Check out gross margin trends, both sequentially and year-over-year. A decline in either can mean trouble down the road. Look at sales per square foot to ensure business leaders are marking the most of their space. The higher this number is, the better for you.
Look at trends related to inventory and receivables. Both should be increasing at roughly the same rate as revenues. A mismatch can indicate a lot of inventory going unsold, or customers aren’t paying their bill on-time – or at all. Either of these issues points to a potential for decline in future revenue.
Is Costco Stock Worth Buying?
Price Club launched in 1976 as an exclusive savings destination for small businesses. The first Costco opened in 1983. The two merged in 1993 to form a network of more than 200 locations. Many consider this organization to be the original warehouse club, and it has enjoyed decades of success.
Costco (NASDAQ: COST) makes its employees a priority, offering some of the highest hourly rates and best benefits in the industry. Investors who make decisions based on social and community responsibility often choose Costco for its commitment to excellent working conditions.

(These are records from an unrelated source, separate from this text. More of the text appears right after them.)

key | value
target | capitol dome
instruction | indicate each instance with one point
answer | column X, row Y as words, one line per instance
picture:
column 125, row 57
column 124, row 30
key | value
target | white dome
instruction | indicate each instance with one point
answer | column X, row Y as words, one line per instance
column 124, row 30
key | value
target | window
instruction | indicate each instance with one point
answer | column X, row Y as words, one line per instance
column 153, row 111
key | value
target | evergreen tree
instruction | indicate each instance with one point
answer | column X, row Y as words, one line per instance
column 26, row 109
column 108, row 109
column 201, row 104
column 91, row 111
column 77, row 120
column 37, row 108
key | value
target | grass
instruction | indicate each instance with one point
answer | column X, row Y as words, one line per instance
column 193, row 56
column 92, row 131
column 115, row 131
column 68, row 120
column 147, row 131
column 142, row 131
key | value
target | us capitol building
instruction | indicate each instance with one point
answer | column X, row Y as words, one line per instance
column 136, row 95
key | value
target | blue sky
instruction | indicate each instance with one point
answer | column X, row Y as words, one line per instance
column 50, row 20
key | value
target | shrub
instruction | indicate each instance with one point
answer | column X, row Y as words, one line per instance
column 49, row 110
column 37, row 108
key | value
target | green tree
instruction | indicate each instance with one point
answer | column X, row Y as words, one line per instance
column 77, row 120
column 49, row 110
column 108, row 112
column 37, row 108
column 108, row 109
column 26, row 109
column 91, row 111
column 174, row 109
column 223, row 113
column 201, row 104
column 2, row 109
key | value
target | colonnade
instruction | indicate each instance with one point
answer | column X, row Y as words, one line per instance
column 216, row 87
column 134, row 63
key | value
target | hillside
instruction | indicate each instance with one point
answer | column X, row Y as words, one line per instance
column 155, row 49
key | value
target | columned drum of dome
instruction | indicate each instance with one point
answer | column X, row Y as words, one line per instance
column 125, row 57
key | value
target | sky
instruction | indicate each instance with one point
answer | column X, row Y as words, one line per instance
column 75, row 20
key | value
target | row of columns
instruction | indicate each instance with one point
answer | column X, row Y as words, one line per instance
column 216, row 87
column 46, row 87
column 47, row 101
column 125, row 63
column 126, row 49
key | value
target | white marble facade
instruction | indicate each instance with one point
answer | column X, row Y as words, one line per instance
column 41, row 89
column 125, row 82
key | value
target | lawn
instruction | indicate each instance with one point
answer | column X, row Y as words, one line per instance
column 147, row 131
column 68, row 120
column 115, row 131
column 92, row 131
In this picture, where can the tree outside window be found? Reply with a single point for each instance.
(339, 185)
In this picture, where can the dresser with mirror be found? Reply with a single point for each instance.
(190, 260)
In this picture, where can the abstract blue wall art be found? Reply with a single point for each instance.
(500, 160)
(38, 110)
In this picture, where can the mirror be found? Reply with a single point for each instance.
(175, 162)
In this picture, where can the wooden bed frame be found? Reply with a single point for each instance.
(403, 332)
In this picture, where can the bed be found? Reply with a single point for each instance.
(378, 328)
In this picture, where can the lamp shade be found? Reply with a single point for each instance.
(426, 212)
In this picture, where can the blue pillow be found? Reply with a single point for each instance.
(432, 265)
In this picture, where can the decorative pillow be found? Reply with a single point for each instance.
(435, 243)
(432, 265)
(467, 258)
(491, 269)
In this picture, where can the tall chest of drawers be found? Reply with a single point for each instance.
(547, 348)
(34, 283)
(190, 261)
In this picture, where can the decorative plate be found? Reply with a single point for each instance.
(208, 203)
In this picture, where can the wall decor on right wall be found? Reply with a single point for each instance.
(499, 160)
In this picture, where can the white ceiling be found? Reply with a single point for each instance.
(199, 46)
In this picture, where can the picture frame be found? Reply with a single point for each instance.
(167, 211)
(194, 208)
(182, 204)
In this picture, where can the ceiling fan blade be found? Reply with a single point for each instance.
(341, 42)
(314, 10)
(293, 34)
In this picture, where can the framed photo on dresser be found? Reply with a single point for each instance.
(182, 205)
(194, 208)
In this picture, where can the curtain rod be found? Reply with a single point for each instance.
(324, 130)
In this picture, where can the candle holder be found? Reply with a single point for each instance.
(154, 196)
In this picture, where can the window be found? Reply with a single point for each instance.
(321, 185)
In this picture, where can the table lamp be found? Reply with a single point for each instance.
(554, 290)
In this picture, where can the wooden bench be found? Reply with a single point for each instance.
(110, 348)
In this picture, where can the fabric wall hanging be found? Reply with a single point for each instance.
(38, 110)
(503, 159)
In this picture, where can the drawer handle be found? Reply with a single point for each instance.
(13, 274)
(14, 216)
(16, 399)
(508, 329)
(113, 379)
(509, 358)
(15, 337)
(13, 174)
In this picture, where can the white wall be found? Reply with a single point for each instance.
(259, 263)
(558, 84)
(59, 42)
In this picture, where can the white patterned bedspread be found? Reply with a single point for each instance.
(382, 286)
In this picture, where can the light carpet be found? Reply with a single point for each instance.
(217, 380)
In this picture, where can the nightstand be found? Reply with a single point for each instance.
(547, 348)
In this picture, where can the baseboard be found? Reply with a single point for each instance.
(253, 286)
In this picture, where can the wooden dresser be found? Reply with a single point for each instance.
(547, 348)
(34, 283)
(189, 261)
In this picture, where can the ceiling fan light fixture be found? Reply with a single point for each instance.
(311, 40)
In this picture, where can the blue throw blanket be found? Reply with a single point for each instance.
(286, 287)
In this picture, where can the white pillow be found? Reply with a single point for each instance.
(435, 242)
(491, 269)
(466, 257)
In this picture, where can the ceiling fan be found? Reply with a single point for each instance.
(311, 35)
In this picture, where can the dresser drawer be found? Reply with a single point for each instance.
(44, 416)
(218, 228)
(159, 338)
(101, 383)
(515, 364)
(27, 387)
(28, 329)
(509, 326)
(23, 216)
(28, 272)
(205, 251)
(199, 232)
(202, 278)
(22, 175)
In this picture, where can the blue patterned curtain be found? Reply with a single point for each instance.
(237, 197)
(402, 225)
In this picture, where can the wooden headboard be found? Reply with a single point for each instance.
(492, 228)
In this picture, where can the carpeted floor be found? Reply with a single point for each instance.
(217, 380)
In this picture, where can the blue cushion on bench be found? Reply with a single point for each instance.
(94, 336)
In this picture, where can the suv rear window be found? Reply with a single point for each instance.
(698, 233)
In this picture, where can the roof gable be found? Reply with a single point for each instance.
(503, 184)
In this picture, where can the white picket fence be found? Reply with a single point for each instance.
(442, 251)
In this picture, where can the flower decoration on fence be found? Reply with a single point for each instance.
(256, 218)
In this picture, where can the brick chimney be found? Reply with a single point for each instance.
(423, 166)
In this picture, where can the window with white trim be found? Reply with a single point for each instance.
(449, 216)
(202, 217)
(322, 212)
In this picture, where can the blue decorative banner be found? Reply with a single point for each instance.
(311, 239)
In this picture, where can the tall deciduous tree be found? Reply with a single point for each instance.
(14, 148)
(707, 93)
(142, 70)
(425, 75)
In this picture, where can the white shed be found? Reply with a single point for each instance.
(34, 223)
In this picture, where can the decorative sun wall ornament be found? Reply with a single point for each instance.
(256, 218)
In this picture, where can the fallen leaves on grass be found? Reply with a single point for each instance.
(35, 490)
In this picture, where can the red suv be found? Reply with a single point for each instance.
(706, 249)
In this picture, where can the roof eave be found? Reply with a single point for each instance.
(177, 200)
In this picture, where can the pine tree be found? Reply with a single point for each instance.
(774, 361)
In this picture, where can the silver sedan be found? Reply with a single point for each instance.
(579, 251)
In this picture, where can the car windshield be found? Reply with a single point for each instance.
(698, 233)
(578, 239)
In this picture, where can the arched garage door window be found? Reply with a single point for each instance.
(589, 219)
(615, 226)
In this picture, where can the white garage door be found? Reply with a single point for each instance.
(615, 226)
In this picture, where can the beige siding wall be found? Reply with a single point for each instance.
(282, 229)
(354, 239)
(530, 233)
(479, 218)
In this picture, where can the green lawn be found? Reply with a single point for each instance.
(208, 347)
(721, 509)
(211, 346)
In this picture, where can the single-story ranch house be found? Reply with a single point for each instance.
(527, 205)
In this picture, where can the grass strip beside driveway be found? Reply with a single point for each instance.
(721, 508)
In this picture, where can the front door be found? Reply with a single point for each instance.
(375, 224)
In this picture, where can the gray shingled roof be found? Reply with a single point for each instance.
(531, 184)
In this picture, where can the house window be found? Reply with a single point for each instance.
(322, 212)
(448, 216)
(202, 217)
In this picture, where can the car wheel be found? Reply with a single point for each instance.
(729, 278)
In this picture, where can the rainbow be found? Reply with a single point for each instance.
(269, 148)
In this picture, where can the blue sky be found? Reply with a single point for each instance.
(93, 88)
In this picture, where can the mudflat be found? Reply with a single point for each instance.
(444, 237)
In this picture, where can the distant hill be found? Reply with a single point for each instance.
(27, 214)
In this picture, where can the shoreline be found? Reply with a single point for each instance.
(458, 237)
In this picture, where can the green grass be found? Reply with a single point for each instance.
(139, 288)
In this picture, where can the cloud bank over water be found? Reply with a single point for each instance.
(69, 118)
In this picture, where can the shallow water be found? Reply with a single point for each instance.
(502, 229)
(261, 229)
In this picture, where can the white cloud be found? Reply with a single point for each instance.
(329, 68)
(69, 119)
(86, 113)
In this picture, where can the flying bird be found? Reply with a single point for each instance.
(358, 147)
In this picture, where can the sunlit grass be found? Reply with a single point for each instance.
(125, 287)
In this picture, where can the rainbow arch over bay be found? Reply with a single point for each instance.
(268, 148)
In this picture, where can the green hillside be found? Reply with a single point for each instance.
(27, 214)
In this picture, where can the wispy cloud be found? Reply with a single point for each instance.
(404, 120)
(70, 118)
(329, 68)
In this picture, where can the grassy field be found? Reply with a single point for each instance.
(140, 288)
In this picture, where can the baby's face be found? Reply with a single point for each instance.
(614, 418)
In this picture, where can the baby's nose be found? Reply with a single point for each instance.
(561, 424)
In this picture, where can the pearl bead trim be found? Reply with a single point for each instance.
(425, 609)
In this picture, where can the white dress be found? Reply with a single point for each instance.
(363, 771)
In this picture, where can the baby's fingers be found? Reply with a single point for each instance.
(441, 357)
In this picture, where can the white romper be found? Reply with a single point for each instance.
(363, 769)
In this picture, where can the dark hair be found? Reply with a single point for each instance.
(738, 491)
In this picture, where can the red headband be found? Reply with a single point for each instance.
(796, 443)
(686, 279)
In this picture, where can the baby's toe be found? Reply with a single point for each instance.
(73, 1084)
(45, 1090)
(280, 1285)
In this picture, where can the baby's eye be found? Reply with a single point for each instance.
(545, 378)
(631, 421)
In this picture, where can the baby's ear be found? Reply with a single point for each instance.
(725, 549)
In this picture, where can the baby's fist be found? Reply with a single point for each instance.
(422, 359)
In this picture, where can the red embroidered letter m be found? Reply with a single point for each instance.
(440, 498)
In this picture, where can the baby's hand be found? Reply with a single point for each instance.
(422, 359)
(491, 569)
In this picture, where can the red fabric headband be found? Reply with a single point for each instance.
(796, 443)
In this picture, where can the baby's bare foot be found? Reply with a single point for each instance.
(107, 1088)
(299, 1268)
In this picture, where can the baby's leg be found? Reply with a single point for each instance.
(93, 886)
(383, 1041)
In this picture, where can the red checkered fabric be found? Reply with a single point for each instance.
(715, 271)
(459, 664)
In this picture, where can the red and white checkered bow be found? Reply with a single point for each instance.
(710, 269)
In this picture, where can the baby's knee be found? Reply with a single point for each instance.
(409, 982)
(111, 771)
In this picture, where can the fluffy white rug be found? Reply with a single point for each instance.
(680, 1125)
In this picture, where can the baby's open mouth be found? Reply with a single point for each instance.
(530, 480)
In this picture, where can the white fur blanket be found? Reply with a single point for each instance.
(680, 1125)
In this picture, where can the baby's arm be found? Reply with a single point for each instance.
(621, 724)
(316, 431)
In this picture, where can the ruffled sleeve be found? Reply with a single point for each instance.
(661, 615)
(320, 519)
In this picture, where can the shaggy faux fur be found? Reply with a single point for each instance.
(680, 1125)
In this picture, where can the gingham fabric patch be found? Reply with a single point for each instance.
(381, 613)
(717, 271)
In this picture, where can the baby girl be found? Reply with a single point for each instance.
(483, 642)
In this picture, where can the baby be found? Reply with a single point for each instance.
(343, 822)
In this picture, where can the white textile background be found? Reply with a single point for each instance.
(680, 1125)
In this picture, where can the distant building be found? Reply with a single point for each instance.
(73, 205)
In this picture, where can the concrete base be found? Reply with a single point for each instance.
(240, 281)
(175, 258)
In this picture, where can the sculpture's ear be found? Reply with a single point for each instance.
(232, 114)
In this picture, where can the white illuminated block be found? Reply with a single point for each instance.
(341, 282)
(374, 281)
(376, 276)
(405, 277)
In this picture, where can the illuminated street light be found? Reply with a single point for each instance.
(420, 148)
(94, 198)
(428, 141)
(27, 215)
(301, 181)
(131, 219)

By the numbers, this company appears on its way up, and analysts are taking notice.
Costco is outperforming the market, and a range of respected financial experts believe that Costco is currently in a bullish position.
Earnings per share for third quarter are expected to be $1.60, which is an increase over earnings of $1.36 per share in the same quarter last year.
Income investors are generally pleased with the reliability of dividend payments.
Costco’s biggest challenge, according to its leaders, is the obstacles that impede plans for expansion. It is difficult to secure appropriate real estate for new locations, and the company has indicated that enrolling members in new markets is not always easy. However, despite these obstacles, the company has continued to enlarge its footprint. Today, there are 766 locations, which includes 235 outside the United States.
Is Walmart Stock a Buy or a Sell?
Though Walmart (NYSE: WMT) essentially founded the big box style retail store, its model is currently in a state of flux.
For many years, the company’s strategy was to saturate the market, undersell the competition, and create an army of loyal consumers. This strategy was extremely successful for a long time, as evidenced by revenues and the earnings realized by investors. In fact, stock prices doubled between October 2015 and October 2017.
Walmart suddenly hit a wall as 2018 approached.
One of the biggest issues facing the company is creating demand for its e-commerce business. Of course, in true Walmart style, business leaders are facing this challenge head-on. The company has invested a fortune in its existing platform, and it has acquired disruptive technology startups like Jet.com and Flipkart.
Groceries make up more than 50 percent of Walmart’s total revenue, and the business is looking to capitalize on a combination of essential products and e-commerce. More than 2,000 grocery pickup stations are now in operation, and consumers couldn’t be happier.
Wrap Up: Costco vs. Walmart Stock
These two massive organizations are intensely focused on maintaining their positions of leadership. Walmart has demonstrated – and continues to demonstrate – its ability to adapt in an ever-changing marketplace. Meanwhile, Costco continues to outperform Walmart in sales and profit growth.
Many analysts have said that either is a solid choice, depending on your investment goals. Consider social responsibility, valuation, and ability to meet the demands of a changing marketplace as you make your decision.